Eilat The Biblical City

When thinking of Biblical cities, what usually comes to mind? Jerusalem, Chevron, Shechem…Eilat?


Although you may not think of Eilat as a holy city, it is in fact a Biblical city mentioned in Parshat Dvarim 2:8: “We passed over from our brothers the descendents of Esav, who live in Seir, from the Arava road, from Eilat and from Etziyon Gaver…”


Eilat is also mentioned in the Book of Melachim, Kings I, 9:26: “And King Shlomo made a ship in Etzion Gaver, which is beside Elat on the shore of Yam Suf in the land of Edom.”


In Kings II, 14:21-22 we see that Eilat was in Jewish hands: “And all the people of Yehuda took Azarya who was sixteen years old and made him king instead of his father Amatzyahu. He built Eilat and restored it to Yehuda after the king slept with his fathers.”


Unfortunately, it was taken away in Kings II, 16:6: “At that time Rezin king of Aram recovered Eilat to Aram and drove the men of Yehuda from Elat and the Adomim came to Eilat and dwelt there to this day.”


In 1949, Eilat became part of Israel once again.

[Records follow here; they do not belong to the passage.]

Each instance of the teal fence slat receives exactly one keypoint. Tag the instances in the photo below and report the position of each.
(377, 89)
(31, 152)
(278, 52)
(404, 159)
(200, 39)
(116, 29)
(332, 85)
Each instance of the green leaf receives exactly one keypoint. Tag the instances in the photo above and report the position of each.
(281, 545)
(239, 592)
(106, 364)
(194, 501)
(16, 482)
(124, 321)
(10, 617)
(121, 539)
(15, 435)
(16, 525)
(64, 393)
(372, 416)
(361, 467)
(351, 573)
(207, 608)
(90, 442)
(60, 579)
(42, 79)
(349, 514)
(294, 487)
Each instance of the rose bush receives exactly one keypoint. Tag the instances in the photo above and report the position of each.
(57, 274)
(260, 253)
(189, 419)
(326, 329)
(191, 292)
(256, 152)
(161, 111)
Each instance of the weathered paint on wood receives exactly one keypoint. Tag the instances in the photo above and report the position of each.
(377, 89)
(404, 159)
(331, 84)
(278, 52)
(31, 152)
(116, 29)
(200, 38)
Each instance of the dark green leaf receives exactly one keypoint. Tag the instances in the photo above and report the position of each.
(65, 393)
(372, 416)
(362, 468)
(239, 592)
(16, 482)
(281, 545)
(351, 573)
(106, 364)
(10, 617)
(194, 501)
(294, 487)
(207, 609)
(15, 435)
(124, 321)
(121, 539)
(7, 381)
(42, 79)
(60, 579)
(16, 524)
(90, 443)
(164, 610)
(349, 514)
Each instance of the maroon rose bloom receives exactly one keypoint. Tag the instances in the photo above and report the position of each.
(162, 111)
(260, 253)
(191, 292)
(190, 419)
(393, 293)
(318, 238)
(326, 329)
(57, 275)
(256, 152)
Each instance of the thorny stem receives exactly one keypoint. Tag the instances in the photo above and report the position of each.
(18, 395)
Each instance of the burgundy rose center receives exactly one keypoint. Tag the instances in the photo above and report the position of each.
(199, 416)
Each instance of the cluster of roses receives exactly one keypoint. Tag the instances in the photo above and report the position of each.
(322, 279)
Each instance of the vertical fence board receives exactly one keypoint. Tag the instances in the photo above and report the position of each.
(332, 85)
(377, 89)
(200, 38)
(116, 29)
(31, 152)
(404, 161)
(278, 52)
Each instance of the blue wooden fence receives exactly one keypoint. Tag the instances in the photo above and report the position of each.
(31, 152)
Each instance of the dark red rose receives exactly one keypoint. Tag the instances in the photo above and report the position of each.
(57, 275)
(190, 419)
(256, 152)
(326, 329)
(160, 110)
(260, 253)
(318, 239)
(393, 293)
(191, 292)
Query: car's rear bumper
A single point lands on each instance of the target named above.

When we trace the original Biblical borders of Israel we actually find that Elat and part of the Arava desert were below the Biblical borders and may not be considered part of the Land of Israel.


Why is it important for us to know if Eilat and the Arava desert were actually part of the Land or not?

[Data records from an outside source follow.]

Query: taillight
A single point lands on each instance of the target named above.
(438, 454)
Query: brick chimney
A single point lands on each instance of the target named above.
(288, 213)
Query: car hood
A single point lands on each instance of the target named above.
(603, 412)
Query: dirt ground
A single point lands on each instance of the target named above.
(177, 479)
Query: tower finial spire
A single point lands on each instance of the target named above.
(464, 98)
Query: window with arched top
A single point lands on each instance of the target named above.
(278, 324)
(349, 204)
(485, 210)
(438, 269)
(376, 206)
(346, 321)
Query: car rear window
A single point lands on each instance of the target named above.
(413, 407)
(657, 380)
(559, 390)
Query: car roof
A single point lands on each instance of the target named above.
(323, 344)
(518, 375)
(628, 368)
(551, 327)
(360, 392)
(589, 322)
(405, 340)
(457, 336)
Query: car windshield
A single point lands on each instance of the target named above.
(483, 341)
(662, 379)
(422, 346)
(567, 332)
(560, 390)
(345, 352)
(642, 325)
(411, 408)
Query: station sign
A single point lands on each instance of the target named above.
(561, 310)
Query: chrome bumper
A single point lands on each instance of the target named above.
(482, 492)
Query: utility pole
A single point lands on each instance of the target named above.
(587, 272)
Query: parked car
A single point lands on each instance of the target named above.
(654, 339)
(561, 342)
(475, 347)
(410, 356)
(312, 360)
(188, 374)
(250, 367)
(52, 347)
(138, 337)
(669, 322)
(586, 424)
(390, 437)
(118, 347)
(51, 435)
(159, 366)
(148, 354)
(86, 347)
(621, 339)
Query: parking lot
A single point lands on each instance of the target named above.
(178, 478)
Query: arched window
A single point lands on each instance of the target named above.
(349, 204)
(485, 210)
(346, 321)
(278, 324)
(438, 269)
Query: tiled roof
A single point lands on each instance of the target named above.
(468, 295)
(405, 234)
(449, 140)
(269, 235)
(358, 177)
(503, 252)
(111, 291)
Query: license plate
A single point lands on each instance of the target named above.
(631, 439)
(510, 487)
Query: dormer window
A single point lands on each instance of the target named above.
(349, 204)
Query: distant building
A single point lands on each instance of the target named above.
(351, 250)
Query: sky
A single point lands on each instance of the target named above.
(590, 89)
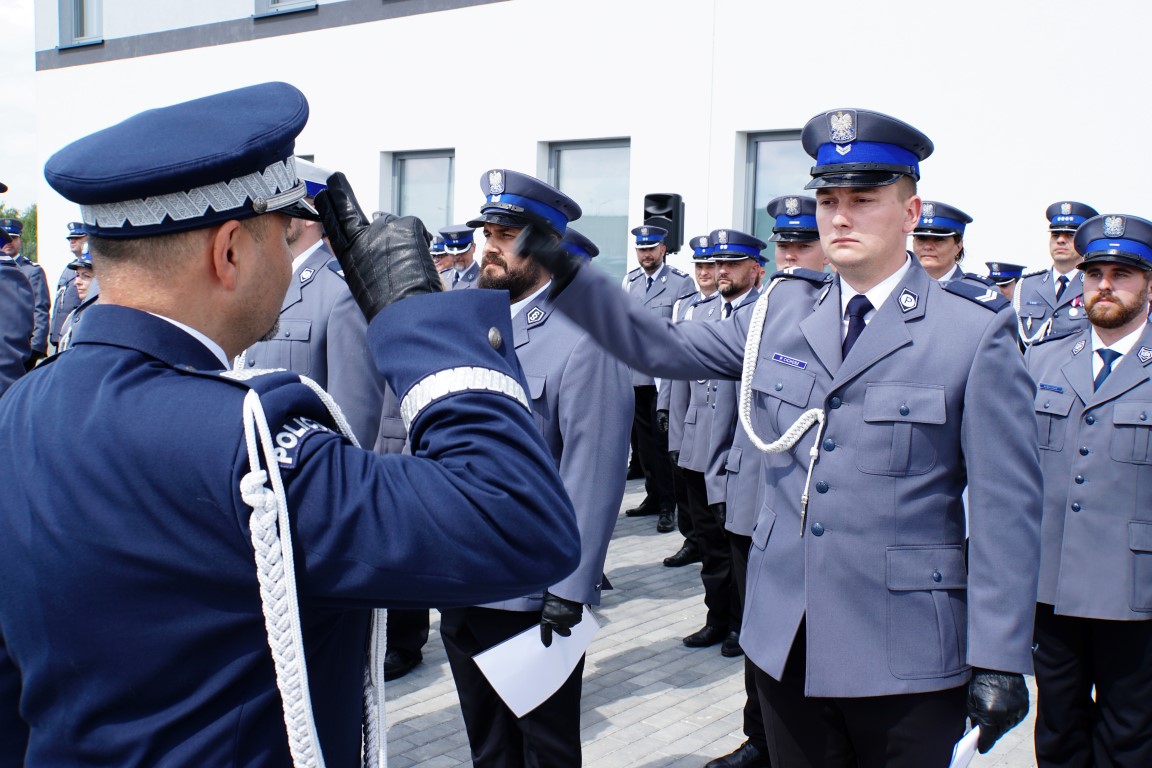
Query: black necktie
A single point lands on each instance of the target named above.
(1109, 356)
(857, 308)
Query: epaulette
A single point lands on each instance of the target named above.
(988, 297)
(811, 275)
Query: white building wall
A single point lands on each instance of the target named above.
(1027, 103)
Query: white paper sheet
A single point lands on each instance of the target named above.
(965, 749)
(525, 674)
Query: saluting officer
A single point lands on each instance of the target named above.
(871, 635)
(198, 592)
(938, 240)
(569, 377)
(657, 287)
(1093, 403)
(459, 243)
(1052, 301)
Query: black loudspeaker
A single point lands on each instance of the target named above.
(666, 210)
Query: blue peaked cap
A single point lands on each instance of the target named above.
(187, 166)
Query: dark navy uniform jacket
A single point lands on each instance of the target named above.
(879, 573)
(130, 623)
(16, 303)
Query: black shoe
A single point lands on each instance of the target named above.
(730, 646)
(686, 555)
(747, 755)
(398, 663)
(705, 637)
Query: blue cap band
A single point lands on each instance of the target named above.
(1122, 245)
(507, 203)
(868, 152)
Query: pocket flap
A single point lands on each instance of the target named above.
(1054, 403)
(904, 402)
(1139, 535)
(926, 568)
(1136, 415)
(790, 385)
(294, 329)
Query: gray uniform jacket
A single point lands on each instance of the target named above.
(1096, 451)
(43, 305)
(582, 402)
(725, 425)
(668, 284)
(323, 335)
(468, 278)
(1036, 304)
(879, 573)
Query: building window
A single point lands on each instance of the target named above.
(80, 23)
(422, 185)
(273, 7)
(595, 174)
(777, 165)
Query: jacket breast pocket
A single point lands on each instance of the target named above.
(901, 428)
(782, 394)
(1139, 541)
(927, 610)
(1052, 409)
(1131, 433)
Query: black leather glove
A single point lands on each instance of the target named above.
(997, 702)
(384, 260)
(539, 242)
(559, 616)
(720, 512)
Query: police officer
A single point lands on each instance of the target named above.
(569, 378)
(150, 615)
(1005, 275)
(673, 396)
(866, 626)
(938, 240)
(16, 302)
(657, 287)
(1093, 403)
(1052, 301)
(39, 282)
(798, 246)
(67, 298)
(459, 243)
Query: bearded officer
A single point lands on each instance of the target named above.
(569, 377)
(133, 624)
(1093, 403)
(1051, 301)
(870, 633)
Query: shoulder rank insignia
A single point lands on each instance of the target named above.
(980, 295)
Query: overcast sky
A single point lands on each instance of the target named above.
(19, 168)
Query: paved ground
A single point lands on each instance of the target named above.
(649, 701)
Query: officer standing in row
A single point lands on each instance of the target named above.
(459, 243)
(1005, 275)
(871, 635)
(1051, 302)
(569, 377)
(938, 240)
(1093, 402)
(657, 287)
(39, 283)
(67, 298)
(198, 592)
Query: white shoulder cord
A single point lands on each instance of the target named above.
(277, 573)
(802, 425)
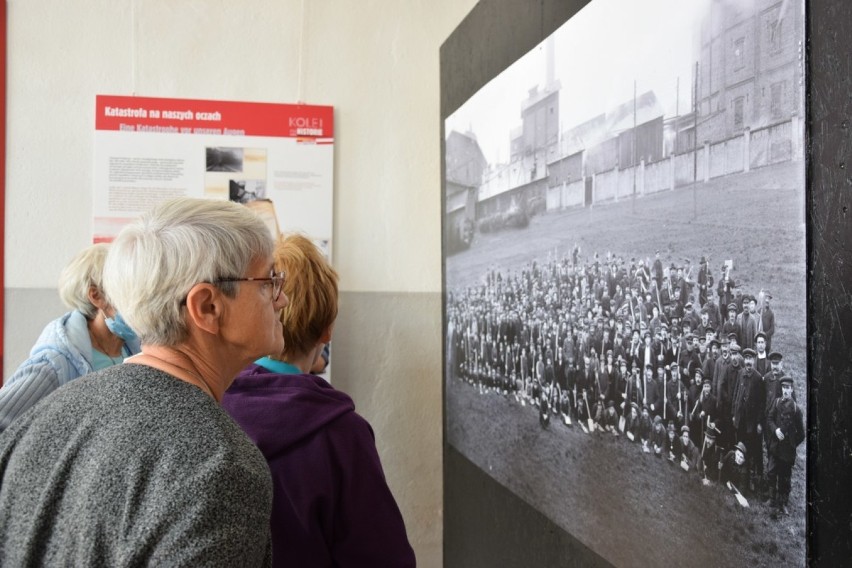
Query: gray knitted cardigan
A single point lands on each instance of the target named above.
(130, 466)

If they are not considered part of the Land then the agricultural mitzvoth such as Shmitta would not apply, meaning that one would be able to grow produce there during the Shmitta (Sabbatical) year.


If they are considered part of the Land then all of the mitzvoth that apply to the Land of Israel would also apply there.


According to the book Katif Shviit which outlines the laws of Shmitta:

 “One may not work the Land that had already been conquered in the time of the First Beit HaMikdash (Temple). According to most authorities, these borders include the entire Modern State of Israel and beyond.”


HaGrim Tokchinsky in his book Sefer Eretz Yisrael states: Eilat and its surrounding areas are included in the borders of Olei Mitzrayim (from when B’nai Yisrael first entered the Land of Israel after the Exodus from Egypt) and there is no leniency to work the land there during the Shmitta year. The proof is found in Shmot 23:31: “And I will set thy bounds from the Sea of Suf (Red Sea) even to the Sea of Plishtim (Mediterranean) and from the desert to the river…”


There are other Rabbis who are lenient on this issue.


We see from here that Eilat is not just a city of snorkeling and sunbathing. It is a Biblical city which is at the center of Halachic debates and now boasts many synagogues, mikvas and Kosher hotels and restaurants.